I know, thinking of that setting almost makes you able to visualize some of the scenes, and most chances are you wouldn't be far from what's actually shown in the film. That's because most Horror fans (and even certain fans of mainstream cinema) have by now seen titles exemplifying how the "Found Footage" sub-genre has improved and matured over the years (and I'd say it has become boring and tedious, but that's just my own thoughts and isn't relevant). No, in order to appreciate the Blair Witch you had to have been there, way back at the turning point of the millennium, when there still hadn't been a "Found Footage" sub-genre and perhaps two films (UFO Abduction of 1989 and its remake Alien Abduction of 1998) have ever used the "documentary" shooting style in a thriller or Horror film. I was too young to take part in the hype, but from I've collected - a website came up telling of a videotape found in a deserted camera in the woods near what used to be the town of "Blair". With no reason not to - people believed it. With no information to contradict this intuitive conclusion - people thought they were actually going to watch an authentic found footage. The producers handed out "Missing" flyers of the students (actually a cast of two actors and an actress) during the debut screening in the festival, the cast itself was forbidden by contract to make any public appearances, and most spectators simply didn't know any better.

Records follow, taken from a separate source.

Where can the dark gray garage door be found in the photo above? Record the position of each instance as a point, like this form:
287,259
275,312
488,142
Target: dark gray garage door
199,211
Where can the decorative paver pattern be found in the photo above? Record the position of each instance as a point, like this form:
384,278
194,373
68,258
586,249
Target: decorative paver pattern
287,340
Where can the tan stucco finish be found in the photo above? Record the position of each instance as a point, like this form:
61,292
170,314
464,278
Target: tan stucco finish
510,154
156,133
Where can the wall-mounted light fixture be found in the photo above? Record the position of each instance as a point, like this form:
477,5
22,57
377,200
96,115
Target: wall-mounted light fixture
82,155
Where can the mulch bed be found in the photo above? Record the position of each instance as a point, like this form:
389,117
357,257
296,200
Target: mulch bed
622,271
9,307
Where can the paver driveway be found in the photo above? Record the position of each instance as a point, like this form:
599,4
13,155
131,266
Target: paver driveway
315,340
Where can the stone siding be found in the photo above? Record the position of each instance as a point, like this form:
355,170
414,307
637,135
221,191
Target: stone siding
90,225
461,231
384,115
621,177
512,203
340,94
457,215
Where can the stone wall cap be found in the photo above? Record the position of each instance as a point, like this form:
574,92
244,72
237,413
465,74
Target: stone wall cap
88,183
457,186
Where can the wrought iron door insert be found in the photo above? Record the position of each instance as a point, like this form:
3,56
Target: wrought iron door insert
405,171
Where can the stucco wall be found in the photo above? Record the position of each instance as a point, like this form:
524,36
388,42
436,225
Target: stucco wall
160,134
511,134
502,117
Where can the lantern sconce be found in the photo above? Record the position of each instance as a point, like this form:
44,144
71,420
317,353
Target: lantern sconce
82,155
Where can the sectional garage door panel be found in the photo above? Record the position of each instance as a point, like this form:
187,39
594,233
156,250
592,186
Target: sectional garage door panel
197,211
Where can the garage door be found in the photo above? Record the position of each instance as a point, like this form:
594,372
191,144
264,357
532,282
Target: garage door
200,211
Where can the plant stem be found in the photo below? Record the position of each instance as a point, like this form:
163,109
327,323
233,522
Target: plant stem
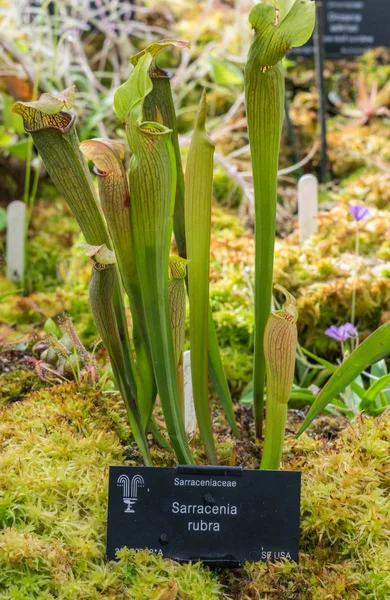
274,435
355,273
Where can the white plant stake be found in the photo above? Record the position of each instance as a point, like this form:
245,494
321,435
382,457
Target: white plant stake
16,215
189,406
307,206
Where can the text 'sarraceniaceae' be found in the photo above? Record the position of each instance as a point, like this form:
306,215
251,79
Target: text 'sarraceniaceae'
278,26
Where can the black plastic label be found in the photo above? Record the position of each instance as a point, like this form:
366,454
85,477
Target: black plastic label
351,27
214,514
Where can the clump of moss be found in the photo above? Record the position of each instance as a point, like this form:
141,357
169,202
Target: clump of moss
15,384
169,581
344,521
57,446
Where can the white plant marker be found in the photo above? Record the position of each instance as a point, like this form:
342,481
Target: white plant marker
16,215
307,206
189,406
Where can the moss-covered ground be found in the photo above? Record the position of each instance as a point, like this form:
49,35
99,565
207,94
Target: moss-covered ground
56,446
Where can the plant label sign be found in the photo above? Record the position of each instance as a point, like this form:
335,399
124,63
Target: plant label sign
351,27
220,515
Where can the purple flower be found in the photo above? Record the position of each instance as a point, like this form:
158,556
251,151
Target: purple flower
359,212
342,333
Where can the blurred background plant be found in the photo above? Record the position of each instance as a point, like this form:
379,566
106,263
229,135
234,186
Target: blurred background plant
53,44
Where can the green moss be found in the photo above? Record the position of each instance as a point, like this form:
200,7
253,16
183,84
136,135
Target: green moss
15,384
56,448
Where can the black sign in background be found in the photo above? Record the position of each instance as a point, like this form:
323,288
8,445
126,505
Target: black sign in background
266,526
351,27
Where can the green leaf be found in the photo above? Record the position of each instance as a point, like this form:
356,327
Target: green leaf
374,348
49,104
101,290
357,389
56,140
379,369
287,24
155,48
223,72
197,203
108,156
152,180
177,302
51,328
280,345
374,390
158,104
19,149
100,254
3,218
11,121
129,97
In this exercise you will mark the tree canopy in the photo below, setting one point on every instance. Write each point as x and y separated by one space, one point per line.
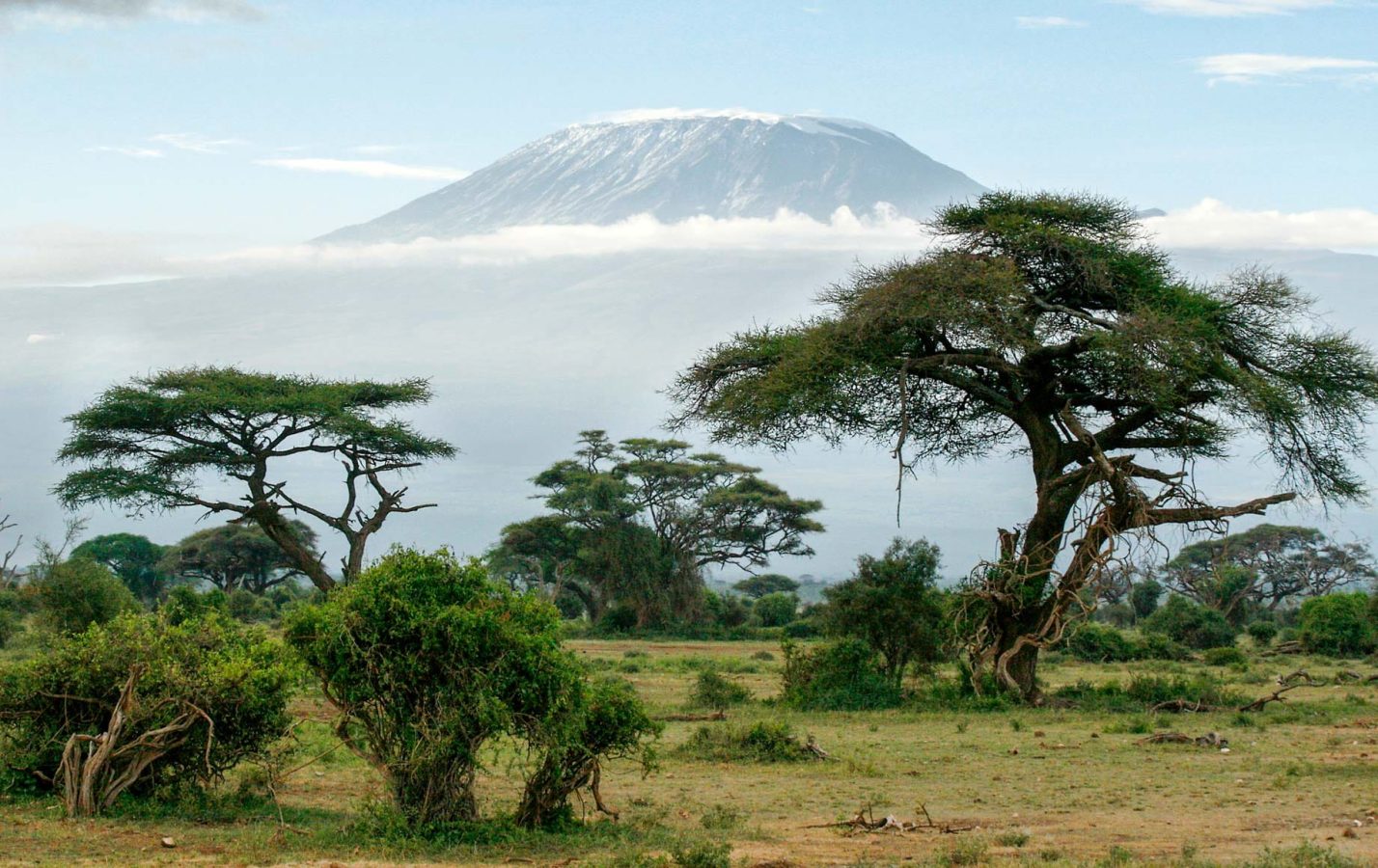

Think about it. The web page. The characters' names being identical to the cast's names. Missing person flyers. A footage which in all standards looks precisely like a real documentary. Who could have known? Who would have guessed but the cynics and nay-sayers (who have an annoying habit of being right)? Watching the film under the impression the events were real would indeed justify the film being unofficially dubbed "the scariest movie of all times". And as much as it might today seem average at best both as a Horror title in general and as a "Found Footage" film specifically - numbers don't lie: 40k budget, near 300m earnings. That is how you make a legend.

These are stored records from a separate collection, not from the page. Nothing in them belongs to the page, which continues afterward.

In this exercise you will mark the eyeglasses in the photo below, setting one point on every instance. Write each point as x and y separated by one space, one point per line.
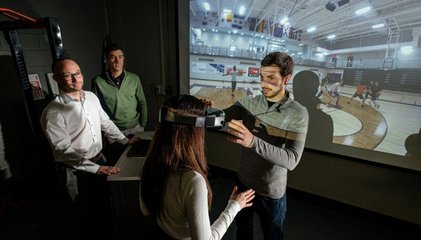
70 76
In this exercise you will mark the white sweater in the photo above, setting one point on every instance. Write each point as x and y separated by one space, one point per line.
185 213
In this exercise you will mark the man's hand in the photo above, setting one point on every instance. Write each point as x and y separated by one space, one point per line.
208 103
133 140
107 170
241 134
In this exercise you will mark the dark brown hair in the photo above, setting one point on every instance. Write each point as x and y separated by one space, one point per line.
175 148
280 59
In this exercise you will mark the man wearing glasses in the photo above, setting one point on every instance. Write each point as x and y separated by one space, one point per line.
73 122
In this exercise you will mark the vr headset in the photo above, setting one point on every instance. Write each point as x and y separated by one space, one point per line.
214 118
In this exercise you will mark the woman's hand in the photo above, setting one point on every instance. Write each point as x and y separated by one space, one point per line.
243 198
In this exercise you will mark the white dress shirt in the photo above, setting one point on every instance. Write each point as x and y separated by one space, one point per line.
73 128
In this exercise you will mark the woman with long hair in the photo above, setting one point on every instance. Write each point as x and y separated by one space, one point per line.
174 184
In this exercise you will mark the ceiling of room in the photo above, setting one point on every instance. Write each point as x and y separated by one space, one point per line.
340 19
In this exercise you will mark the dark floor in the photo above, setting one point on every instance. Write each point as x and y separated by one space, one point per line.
30 211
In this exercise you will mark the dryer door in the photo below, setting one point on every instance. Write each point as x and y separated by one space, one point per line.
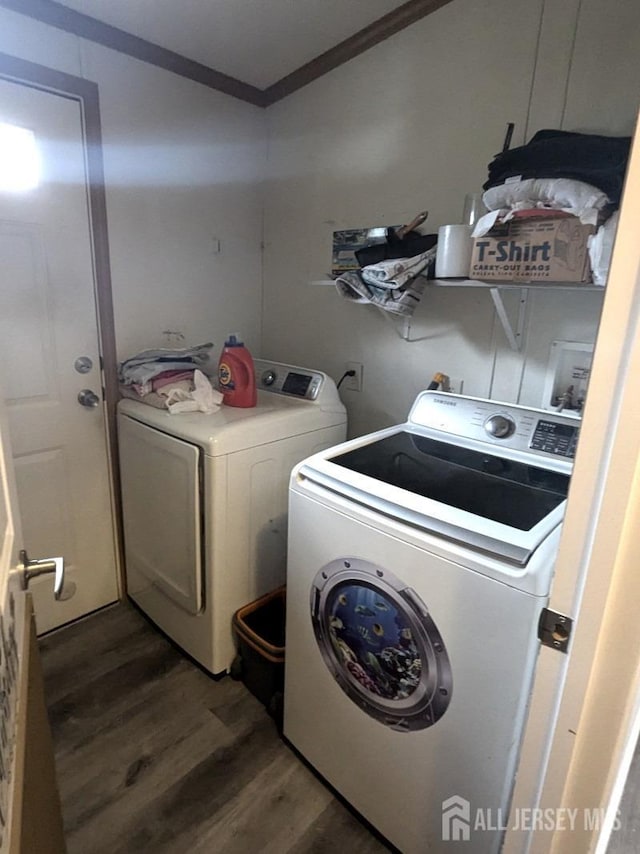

If any of the anecdotes (true as far as I've been able to track) mentioned here have made you curious and you wish to experience the thrill over two decades after - go right ahead and watch this, just don't expect to have your mind blown. Remember, this is the film which officially gave birth to the Found Footage sub-genre, it was a cinematic and creative breakthrough, but s was the light bulb (and you're reading this on a computer or portable device). If you'd rather enjoy the legacy - go watch any other Found Footage Horror out there (any Paranormal Activity title comes to mind, of course) and know that it wouldn't be here without the pioneering genius of the Blair Witch Project.

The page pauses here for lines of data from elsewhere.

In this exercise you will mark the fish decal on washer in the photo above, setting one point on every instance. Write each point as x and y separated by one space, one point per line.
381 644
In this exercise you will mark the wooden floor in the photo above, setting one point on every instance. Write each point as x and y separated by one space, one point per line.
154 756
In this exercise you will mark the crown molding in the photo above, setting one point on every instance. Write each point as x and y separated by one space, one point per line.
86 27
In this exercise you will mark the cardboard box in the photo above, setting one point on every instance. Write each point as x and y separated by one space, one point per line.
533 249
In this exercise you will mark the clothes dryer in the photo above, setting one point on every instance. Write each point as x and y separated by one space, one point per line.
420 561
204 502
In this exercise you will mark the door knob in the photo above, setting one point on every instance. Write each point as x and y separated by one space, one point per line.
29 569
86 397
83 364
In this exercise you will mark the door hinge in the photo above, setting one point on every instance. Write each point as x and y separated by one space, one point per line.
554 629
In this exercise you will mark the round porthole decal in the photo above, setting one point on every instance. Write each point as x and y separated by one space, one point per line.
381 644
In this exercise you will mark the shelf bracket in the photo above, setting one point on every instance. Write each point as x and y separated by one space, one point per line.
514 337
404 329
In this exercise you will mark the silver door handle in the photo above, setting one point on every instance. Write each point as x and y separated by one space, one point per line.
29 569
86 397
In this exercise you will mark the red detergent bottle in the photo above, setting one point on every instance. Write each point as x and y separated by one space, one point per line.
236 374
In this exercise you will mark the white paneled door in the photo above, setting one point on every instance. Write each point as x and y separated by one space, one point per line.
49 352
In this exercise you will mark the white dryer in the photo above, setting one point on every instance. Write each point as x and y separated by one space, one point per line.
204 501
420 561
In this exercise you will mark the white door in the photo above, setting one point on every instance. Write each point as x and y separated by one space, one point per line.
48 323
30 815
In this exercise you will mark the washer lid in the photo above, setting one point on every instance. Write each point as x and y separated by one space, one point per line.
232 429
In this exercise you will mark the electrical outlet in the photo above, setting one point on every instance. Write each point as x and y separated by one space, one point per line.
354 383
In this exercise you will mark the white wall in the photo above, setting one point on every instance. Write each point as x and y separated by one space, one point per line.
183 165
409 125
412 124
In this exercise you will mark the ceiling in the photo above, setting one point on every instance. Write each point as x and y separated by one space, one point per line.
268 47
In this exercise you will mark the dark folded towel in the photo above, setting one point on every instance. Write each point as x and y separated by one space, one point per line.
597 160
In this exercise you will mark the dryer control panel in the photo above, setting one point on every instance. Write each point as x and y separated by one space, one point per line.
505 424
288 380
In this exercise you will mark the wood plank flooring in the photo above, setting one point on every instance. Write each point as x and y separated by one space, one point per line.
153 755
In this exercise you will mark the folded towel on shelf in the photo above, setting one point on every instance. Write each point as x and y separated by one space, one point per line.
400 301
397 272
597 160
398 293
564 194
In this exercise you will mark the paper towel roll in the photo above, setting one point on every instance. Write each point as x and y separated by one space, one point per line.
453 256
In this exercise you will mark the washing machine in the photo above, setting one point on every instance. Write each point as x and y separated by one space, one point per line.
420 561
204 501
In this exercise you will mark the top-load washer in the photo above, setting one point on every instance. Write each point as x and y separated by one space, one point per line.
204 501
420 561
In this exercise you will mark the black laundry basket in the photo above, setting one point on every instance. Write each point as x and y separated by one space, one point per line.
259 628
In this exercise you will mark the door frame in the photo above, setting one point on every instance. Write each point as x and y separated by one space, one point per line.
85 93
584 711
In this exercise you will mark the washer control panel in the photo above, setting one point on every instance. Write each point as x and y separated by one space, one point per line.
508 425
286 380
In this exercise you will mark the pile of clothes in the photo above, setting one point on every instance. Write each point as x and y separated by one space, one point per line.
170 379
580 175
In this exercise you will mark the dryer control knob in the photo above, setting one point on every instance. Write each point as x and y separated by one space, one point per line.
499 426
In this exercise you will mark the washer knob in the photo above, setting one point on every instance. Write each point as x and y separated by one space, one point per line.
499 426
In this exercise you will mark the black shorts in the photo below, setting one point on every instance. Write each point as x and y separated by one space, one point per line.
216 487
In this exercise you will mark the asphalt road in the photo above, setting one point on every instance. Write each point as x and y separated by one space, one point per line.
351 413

Reviewed by TechnicallyTwisted 8 / 10

A testament to no-budget film-making

This film has maybe been one of the most hated 100 million dollar grosses in history. Before seeing this movie one should know absolutely nothing about it. Not even what the critics have said. It is a very creepy film. I for one loved it. I love the fact that it had virtually no-budget and it has made tons of money. It deserves it. It provides more atmosphere and creepiness than any horror film released this decade. The way it is presented, as the footage taken by 3 missing film-makers, is so simple yet pure genius. I've heard people complain that anyone with a video camera could have made this. This is true, but those people didn't and these people did. They had the idea and those who criticize it are just displaying their jealousy that they didn't think of it first. An instant classic whether you like it or not.

Reviewed by parkerposeytso 10 / 10

You had to see when it came out

If you were not able to go see this movie in 1999 in the theaters when it first came out you cannot understand the HYPE for this movie, they had released "documentaries" about this prior to everyone seeing this film, so when I went and saw this for the first time it was made to believe this was actually found film footage, I know now it's fake now but back then when the internet was young people believed this was found footage, I could not get anyone back then to go with me (too scared) so I went by myself, I will never forget how scared I was and still makes me love this film because of that fact.